Relents de guerre froide autour du budget
La Russie a payé rubis sur l’ongle ses 67 millions de dollars au budget régulier de l’ONU, depuis le 12 février 2019. La somme paraît dérisoire, comparée au 1,3 milliard dû par les États-Unis à l’organisation la même année, et dont Washington s’acquitte au compte-gouttes, excédé d’avoir à financer seul un quart de l’organisation internationale (l’UE, elle, assure 30% du total). Mais c’est un air de guerre froide qui plane sur Manhattan, le régime poutinien bloquant l’adoption du budget régulier, soutenu en coulisses par Pékin et les pays non-alignés du groupe «G77».
Toutes les occasions sont bonnes pour pinailler, contester, objecter, marchander. «Les Russes emploient tous les instruments à leur disposition pour ralentir les discussions», confie un diplomate occidental sous couvert de l’anonymat, et ce pour remettre en cause les fondements d’un système jugé trop favorable aux intérêts occidentaux. S’il s’agit pour Pékin de placer ses pions, à l’aune d’ambitions mondiales renouvelées, Moscou défend ses intérêts géostratégiques. Point d’orgue de cette lutte d’arrière-garde qui devait connaître un dénouement vendredi après-midi, en séance plénière de la cinquième commission (5C) consacrée aux affaires administratives et budgétaires, l’adjonction contestée du Mécanisme international, impartial et indépendant (IIIM, ou «triple IM», sur les crimes commis en Syrie) au budget régulier.

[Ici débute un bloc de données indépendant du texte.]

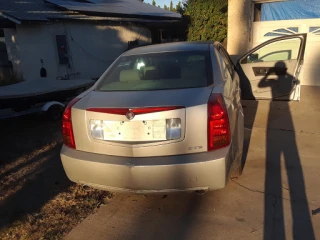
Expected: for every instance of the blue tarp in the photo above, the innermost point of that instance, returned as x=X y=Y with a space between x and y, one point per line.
x=289 y=10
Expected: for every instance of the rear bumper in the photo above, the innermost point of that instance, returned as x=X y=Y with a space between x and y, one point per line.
x=202 y=171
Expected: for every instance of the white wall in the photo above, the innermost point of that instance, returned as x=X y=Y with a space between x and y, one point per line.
x=310 y=74
x=93 y=47
x=240 y=14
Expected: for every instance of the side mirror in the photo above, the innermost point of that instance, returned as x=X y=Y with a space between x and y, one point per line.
x=254 y=57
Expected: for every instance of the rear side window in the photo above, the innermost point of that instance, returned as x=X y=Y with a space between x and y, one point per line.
x=159 y=71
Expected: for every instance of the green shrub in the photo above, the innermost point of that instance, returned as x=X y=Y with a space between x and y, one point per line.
x=208 y=20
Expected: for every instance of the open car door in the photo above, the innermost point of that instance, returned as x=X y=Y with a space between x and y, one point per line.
x=270 y=71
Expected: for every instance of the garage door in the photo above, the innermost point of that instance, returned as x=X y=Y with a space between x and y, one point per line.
x=263 y=31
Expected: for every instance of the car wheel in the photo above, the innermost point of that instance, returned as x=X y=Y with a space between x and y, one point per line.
x=236 y=168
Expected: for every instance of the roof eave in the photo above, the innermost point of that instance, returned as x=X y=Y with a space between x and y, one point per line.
x=12 y=19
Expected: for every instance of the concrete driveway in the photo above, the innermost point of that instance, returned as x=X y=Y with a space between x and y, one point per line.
x=277 y=197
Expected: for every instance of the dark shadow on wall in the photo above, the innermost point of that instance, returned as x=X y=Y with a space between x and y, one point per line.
x=281 y=147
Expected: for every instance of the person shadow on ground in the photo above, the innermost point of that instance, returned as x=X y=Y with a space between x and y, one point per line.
x=281 y=150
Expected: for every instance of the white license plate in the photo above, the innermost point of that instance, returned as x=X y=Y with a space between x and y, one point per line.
x=134 y=130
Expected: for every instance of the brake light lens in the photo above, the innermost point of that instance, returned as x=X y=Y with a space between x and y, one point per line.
x=218 y=123
x=67 y=131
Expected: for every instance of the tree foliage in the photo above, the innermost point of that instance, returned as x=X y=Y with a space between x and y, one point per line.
x=208 y=19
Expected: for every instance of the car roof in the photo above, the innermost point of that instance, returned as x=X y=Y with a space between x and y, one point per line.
x=170 y=47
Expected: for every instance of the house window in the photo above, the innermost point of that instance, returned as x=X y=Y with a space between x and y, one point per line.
x=62 y=47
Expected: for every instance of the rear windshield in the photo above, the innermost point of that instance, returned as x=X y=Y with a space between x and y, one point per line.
x=158 y=71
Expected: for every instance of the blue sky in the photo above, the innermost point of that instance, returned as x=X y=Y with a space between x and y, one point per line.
x=162 y=2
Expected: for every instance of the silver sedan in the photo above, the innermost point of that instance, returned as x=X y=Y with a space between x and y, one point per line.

La Russie refuse une telle inscription, au motif qu’une telle mission jugée hostile à Damas, doit rester financée par des contributions volontaires, et veut rogner de moitié son budget de 18 millions de dollars. «J’ai peur qu’il n’y ait pas de concessions, cette fois», redoutait un responsable onusien, écartelé par ce nouvel affrontement bipolaire.